Many groups are trying to solve the problem but a local nonprofit is taking a different approach to making housing available.
Stephen Vaughn still can’t believe it.
“I’m almost speechless,” Vaughn said as he sat on his couch going through his mail.
At one point, Vaughn wasn’t able to enjoy his own space. He lost his house, his car, and his job after his wife died.
“It just knocked my feet out from under me,” Vaughn said.
Now at 69-years-old, he’s starting over.
“I had looked to find housing,” Vaughn. “It’s almost impossible the obstacles are almost unbelievable.”
That’s where The Lotus Campaign comes in. They pay landlords upfront, in return, the landlords eliminate security deposits, credit checks, and employment records.
“Someone that’s experienced homelessness is generally perceived as a risky tenant and that’s because they’re most likely going to have poor credit and they may or may not have a job,” the Lotus Campaign Executive Director, Beth Silverman said.

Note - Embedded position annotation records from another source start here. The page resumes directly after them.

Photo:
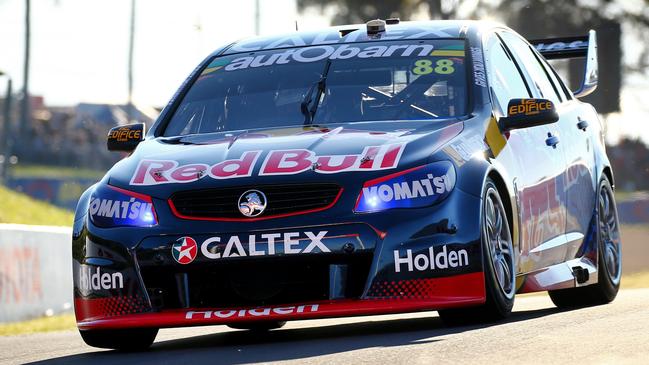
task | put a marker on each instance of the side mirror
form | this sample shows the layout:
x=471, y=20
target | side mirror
x=525, y=113
x=125, y=138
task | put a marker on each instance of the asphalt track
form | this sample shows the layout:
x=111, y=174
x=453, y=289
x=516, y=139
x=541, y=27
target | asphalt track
x=536, y=333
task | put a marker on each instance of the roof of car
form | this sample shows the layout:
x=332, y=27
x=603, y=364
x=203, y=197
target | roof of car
x=359, y=33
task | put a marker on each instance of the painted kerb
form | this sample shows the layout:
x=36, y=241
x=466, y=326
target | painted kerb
x=35, y=271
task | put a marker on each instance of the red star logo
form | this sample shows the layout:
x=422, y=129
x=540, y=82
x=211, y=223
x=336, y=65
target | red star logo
x=184, y=250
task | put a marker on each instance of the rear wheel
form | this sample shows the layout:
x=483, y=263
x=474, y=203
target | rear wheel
x=609, y=259
x=498, y=262
x=126, y=340
x=258, y=326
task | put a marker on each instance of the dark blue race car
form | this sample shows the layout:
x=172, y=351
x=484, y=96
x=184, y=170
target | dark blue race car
x=368, y=169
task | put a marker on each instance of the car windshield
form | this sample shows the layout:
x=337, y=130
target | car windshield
x=373, y=81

According to a recent report by The Lotus Campaign, it costs around $800 a year to put someone into an apartment unit. The Landlord Participation Program has housed more than 250 people in Charlotte. 128 people, more than half, have moved on to other housing or renewed their leases.
“We’re opening up access to housing that nonprofits and their residents don’t typically have access to,” Silverman said.